3. Weduwe zoekt beschutting. Zelfstandig wonen is op hoge leeftijd niet altijd een feest. Zeker niet voor eenzame ouderen. Het verzorgingshuis was niet voor niets populair bij weduwes.
4. Rust roest. Hendrik schrijft dat als een oudere eenmaal ergens mee stopt, hij of zij er zelden weer mee zal beginnen. Actief blijven dus. Niet voor niets heeft ouderenzorgaanbieder Warande als motto ‘aangenaam actief blijven’.
5. Minder ambitie, meer plezier. De (ouderen)zorg heeft geen behoefte aan op macht beluste types, maar aan mensen met liefde en aandacht voor ouderen.
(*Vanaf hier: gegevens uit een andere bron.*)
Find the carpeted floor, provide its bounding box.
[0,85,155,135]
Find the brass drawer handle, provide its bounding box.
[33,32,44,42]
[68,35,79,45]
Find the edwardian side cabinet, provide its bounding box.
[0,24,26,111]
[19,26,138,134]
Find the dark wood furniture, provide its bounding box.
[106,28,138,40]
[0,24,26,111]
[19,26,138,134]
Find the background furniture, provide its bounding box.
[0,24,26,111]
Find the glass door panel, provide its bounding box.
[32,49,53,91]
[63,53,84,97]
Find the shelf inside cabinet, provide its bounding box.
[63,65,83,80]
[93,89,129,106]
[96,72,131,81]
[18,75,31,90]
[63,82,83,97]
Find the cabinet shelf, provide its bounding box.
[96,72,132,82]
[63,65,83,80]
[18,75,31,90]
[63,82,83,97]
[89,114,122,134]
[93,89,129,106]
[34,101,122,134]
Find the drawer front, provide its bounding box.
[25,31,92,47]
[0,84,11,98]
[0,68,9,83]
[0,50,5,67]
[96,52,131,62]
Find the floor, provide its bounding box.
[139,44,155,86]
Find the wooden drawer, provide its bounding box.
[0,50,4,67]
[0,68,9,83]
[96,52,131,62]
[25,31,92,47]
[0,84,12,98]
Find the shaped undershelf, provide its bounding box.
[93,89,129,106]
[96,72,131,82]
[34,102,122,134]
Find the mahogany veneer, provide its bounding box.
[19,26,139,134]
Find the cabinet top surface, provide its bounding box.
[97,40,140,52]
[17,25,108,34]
Hendrik hierover tegen de directrice van zijn verzorgingshuis: “Ik gun u minder ambitie en meer plezier in uw werk.”
6. Het is eenzaam aan de top van de leeftijdspiramide. Oude mensen overleven vaak hun partner en vrienden en hebben minder georganiseerd contact (werk, onderwijs). Bovendien hebben ze veelal moeite met mobiliteit, horen en zien. Dit geeft een hogere kans op eenzaamheid dan bij jongere mensen.
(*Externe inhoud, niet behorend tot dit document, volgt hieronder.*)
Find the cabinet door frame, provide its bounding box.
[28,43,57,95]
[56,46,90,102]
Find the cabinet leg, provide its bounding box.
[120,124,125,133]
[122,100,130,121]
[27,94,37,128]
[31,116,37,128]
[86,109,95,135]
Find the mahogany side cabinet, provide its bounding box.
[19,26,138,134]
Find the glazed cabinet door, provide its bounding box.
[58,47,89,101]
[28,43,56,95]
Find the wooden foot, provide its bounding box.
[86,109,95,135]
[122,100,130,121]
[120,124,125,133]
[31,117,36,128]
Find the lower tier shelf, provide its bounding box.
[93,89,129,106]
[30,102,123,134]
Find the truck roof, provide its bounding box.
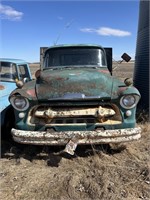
[47,44,103,50]
[0,58,27,64]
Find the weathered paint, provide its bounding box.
[36,67,124,100]
[11,45,141,150]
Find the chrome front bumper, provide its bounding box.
[11,127,141,155]
[11,127,141,145]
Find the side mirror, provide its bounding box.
[23,77,29,83]
[35,69,41,79]
[121,53,131,62]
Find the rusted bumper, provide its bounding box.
[11,127,141,145]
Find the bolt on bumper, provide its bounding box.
[11,127,141,145]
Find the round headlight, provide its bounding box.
[10,96,29,111]
[120,95,137,108]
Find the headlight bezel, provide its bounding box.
[120,94,140,109]
[10,96,29,111]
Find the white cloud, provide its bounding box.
[80,27,131,37]
[0,4,23,21]
[57,16,64,20]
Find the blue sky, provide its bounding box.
[0,0,139,62]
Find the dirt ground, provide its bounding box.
[0,61,150,200]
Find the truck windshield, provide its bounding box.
[0,62,17,82]
[44,48,106,68]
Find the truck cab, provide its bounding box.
[0,58,32,130]
[9,44,141,155]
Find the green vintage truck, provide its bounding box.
[9,44,141,155]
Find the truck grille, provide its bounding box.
[28,105,122,126]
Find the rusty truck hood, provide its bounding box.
[36,68,123,101]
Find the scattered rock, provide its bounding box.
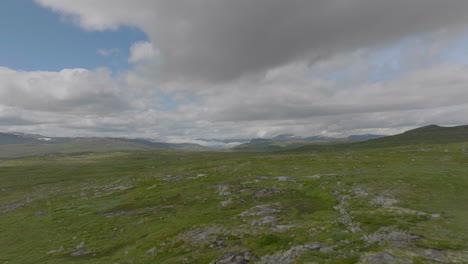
[184,226,221,243]
[250,216,277,225]
[47,247,64,255]
[417,248,449,263]
[319,246,335,254]
[239,203,281,217]
[215,251,257,264]
[75,242,84,249]
[70,250,91,257]
[219,198,232,207]
[370,196,399,207]
[352,188,372,197]
[365,251,395,264]
[146,247,156,255]
[304,242,322,250]
[363,227,420,246]
[254,189,281,198]
[430,214,442,220]
[276,176,291,181]
[272,225,296,233]
[146,184,159,190]
[256,245,315,264]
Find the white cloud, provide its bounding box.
[128,41,158,63]
[96,48,120,57]
[0,0,468,142]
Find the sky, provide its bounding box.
[0,0,468,145]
7. Ouderen zijn net kinderen. Hendrik vergelijkt oude mensen vaak met kinderen. Bijvoorbeeld in hun voorliefde voor zacht voedsel, de snelheid waarmee ze van A naar B bewegen, hardop lezen, knoeien en het geduld dat je voor omgang met beide groepen nodig hebt. Niet toevallig heette dement vroeger kinds. Ouderen ontwikkelen zich als kinderen, maar dan in tegengestelde richting. Stilstand is daarbij vooruitgang volgens Hendrik. Zowel ouderen als kinderen moet je volgens hem niet betuttelen.
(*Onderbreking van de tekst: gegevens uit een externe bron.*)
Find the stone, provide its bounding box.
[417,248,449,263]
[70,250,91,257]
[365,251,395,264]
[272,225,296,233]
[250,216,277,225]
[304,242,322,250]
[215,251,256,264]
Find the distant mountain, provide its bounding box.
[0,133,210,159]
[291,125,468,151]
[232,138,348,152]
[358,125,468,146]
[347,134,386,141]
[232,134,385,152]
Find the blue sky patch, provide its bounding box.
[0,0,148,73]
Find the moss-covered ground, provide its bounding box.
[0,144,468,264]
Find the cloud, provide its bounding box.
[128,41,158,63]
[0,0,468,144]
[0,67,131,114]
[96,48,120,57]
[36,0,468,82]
8. Het leven is een loterij, maar ook wat je er zelf van maakt. De eerste loting vindt al voor je geboorte plaats. Ook daarna blijft het lot een grote rol spelen in hoe oud je wordt en hoe ouderdom er voor jou uit ziet. Tussen de trekkingen door ben je zelf bepalend voor je leven. Les voor politici: verpleegzorg moet altijd een verzekerd recht blijven, maar daarbij moet ook ruimte zijn voor eigen invulling van de leefomgeving.
9. Je krijgt meer spijt van de dingen die je niet dan de dingen die je wel gedaan hebt. Voldoende geld stelt ouderen in dit kader in staat om ook op hoge leeftijd leuke dingen te blijven doen.
1o. De laatste les is er eentje voor ons allemaal: “Je bent pas oud als je beperkingen je leven bepalen. De zin van het leven is zin in het leven.”